Intuitively, the stake should increase as the edge increases (to increase expected return) and decrease as likelihood decreases (to manage risk). Fortunately there is a famous staking method that takes account of both edge and likelihood – with the added bonus of being mathematically proven to maximise betting pot over the long-term! This is called the Kelly strategy or criteria (from a paper by J. L. Kelly Jr published in 1956).
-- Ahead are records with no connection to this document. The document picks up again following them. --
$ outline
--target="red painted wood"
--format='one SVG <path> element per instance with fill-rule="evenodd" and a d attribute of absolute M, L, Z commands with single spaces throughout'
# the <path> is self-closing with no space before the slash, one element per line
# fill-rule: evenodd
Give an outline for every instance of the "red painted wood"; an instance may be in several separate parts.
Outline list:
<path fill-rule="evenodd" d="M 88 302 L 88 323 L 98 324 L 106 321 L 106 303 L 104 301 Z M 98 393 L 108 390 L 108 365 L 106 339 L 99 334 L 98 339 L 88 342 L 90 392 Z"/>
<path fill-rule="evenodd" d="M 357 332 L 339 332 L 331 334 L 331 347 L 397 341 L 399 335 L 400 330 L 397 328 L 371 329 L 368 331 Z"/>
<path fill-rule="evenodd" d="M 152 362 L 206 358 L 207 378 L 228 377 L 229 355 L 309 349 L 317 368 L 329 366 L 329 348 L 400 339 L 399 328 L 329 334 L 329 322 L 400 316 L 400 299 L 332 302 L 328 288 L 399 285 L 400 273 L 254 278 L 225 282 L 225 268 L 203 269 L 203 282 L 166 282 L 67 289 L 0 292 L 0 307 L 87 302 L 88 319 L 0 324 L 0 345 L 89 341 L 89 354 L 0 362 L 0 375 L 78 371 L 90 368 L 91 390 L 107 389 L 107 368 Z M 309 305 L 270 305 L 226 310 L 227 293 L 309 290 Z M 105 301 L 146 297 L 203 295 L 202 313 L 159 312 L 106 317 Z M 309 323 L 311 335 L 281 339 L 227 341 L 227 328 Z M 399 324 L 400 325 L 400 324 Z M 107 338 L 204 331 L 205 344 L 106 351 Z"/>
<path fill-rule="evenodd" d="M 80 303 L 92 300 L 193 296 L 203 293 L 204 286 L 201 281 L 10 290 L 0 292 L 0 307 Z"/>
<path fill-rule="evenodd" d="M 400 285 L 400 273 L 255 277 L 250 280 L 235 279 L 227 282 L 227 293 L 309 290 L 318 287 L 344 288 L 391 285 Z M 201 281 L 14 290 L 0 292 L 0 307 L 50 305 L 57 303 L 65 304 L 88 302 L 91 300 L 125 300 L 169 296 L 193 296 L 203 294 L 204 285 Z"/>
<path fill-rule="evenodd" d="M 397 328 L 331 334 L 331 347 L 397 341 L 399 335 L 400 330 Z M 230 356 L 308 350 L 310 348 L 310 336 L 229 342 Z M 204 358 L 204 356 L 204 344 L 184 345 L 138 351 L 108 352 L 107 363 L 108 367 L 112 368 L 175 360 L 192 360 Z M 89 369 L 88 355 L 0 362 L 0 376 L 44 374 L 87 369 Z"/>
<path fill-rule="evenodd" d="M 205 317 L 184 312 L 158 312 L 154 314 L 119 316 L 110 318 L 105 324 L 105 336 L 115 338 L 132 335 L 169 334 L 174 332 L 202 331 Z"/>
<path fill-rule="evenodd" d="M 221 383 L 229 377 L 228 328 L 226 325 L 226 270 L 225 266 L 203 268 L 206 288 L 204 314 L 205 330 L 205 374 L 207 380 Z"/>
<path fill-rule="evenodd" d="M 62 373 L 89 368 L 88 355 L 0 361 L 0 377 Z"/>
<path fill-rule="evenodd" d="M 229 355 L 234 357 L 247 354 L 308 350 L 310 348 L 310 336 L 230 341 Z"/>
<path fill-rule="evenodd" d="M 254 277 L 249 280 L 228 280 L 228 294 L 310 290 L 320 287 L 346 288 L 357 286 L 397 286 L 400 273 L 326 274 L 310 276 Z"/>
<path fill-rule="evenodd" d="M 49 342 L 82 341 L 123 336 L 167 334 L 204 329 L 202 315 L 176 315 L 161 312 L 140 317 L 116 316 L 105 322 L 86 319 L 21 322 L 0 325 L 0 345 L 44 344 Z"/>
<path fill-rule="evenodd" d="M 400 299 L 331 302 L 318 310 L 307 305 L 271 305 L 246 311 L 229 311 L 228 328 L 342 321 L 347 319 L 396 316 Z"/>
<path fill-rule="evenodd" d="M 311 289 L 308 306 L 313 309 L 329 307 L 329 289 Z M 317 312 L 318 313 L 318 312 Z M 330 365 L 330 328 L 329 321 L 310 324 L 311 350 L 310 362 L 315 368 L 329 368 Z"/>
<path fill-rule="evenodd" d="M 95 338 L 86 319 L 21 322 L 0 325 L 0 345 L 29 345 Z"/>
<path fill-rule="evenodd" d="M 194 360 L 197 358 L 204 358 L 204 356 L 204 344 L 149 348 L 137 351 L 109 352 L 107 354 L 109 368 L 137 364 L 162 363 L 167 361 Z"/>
It can be described in many ways, and using the terminology above is simply E/(O-1) – so for example, if the likelihood of an event is 50% and the bettor’s edge is 5% – then the Kelly stake is 5%/(2.1-1)= 4.55% of the betting fund.

The graph below shows that the Kelly Stake varies by edge and likelihood.


As can be seen the pot percentage can become high, for example a 20% edge for an event with 60% likelihood delivers a Kelly stake of 20%. This reveals one of the problems of the method – the strategy is designed to maximise return, not manage risk. So, with Kelly staking there always remains a reasonable chance of ruin, due to the high percentage stakes.

The other key issue with the Kelly criteria for sports betting is that it’s extremely difficult to accurately assess the edge for a particular event. Often a high edge may just indicate a poor assessment of likelihood (e.g. the market is taking account of more information). In these circumstances Kelly staking is particularly dangerous.

The Kelly method can be adjusted to reduce its riskiness – for example by applying a factor (such as 50% or 30%) to the staking amount. This is attractive because it significantly reduces volatility. Another alternative is to use a combination of fixed and Kelly staking – by betting the Kelly percentage up to a maximum of (say) 3%. This applies a fixed 3% for most bets but reduces the stake even more for unlikely or low margin events.

The chart below shows the theoretical pot using full Kelly and adjusted Kelly stakes over the 2015/16 Premier League season, using a statistical model to identify value – to illustrate the effect of these staking strategies. This particular season was unusual because there were many high odds winners in the first half of the season – under these conditions Kelly performs badly, compared with fixed staking.